次に印象的だったのは「井口裕香」でしたかね。
あのリンゴを小惑星爆発みたいに握り爆発させるくらいのキャッチ―さの声は久しぶりだったということもありかなり良く感じましたねぇ。
それにあのキャラはもう井口裕香しかいないでしょう! っ思わせてくるくらいの声の説得力は流石でした。安西先生ばりに「君がいてくれて、よかった」なハマり役でしたよ。
この役にはこの人って思われるかって、声優の一つの基準ですよね、きっと。
「水瀬いのり」は、らしさ爆発ってくらいハジけてたな~(笑)
声としては原点回帰っぽいカンジですよね。聴いた事がけっこうあるようで意外とそんなに無かったハッちゃけボイスっていう。
最近ちょっと思ってるのは、水瀬って音楽性の高い声優みたいな感じなんですよね……なんか歌とかが上手い声優みたいになっちゃってるか(笑)
演技の音楽性が高いって言えば少し伝わりますかね? 声質ではなくてリズムや音の強弱で違いを出してるという。ソプラノリコーダーの演奏をアルトリコーダーでもするっていうのがよくされてるわかりやすい違いの付け方だと思うんですけど、水瀬は同じソプラノリコーダーで違う人が演奏してるように聴こえる様にリズム! とかフォルテッシモ! とかタンジェント!(?)とかで工夫してる感じがするというか……
あれ……それが演技力って事になるのか? まぁいいや、そんなカンジでーす(苦笑)
あとは「花澤香菜」もなかなか難しい役だったとは思うけど、まぁ良かったですよ。
少し思うのは、綺麗な声と汚――
(TAKE2)
少し思うのは、透き通った声と少し濁った声の使い分けがちょっと違和感が出てたというかつながってなかったかなとは感じました。
でもまぁ、その方が逆にキャラの黒さが伝わりやすくなってたかなとも思うんで、微妙なとこなんですけどね。
ただ花澤さんに対して最近ちょっと気になってるのは……なんか悩んでるんですかね?(笑)
この1~2年自分が見た範囲での話ですけど、なんか迷ってる感があるというか、何処を向いていくのかってのが決まってないみたいなカンジがするというか……今流行の勝手な忖度的な話ではあるんですけど、なんか気になるなぁ。
アニメ声優として、まだやりたい事ってあるんですかね? もうやれる範囲では大体やり尽くした感はきっとあるだろうしなぁ。なにかアニメでやれる新鮮なことがあればいいんですけど……
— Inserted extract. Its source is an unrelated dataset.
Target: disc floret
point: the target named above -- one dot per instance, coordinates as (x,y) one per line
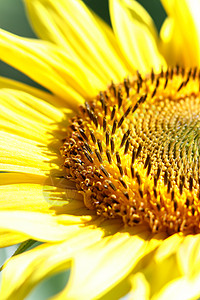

この作品は、サブやゲスト声優さんも面白い人が多くて、「能登麻美子」「日笠陽子」「本田貴子」「小松未可子」といった監督の名前に縛られてんのか? ていうくらいの「子」率が高かったり、「Lynn」がホント幅広いなって感じる役やってたり、「大原さやか」「阿澄佳奈」「遠藤綾」がちょこっとだけだけど出てるのも嬉しかったかな。
なんか、少し前まではこんな魅力的なキャスティングばっかりだったんだけどなぁ……
って、妙な懐かしさを感じながら視聴してました(笑)
やっぱ全体的に声がイイと見るのが楽だし面白いんだよね。もちろん内容によって活きてこそですけど。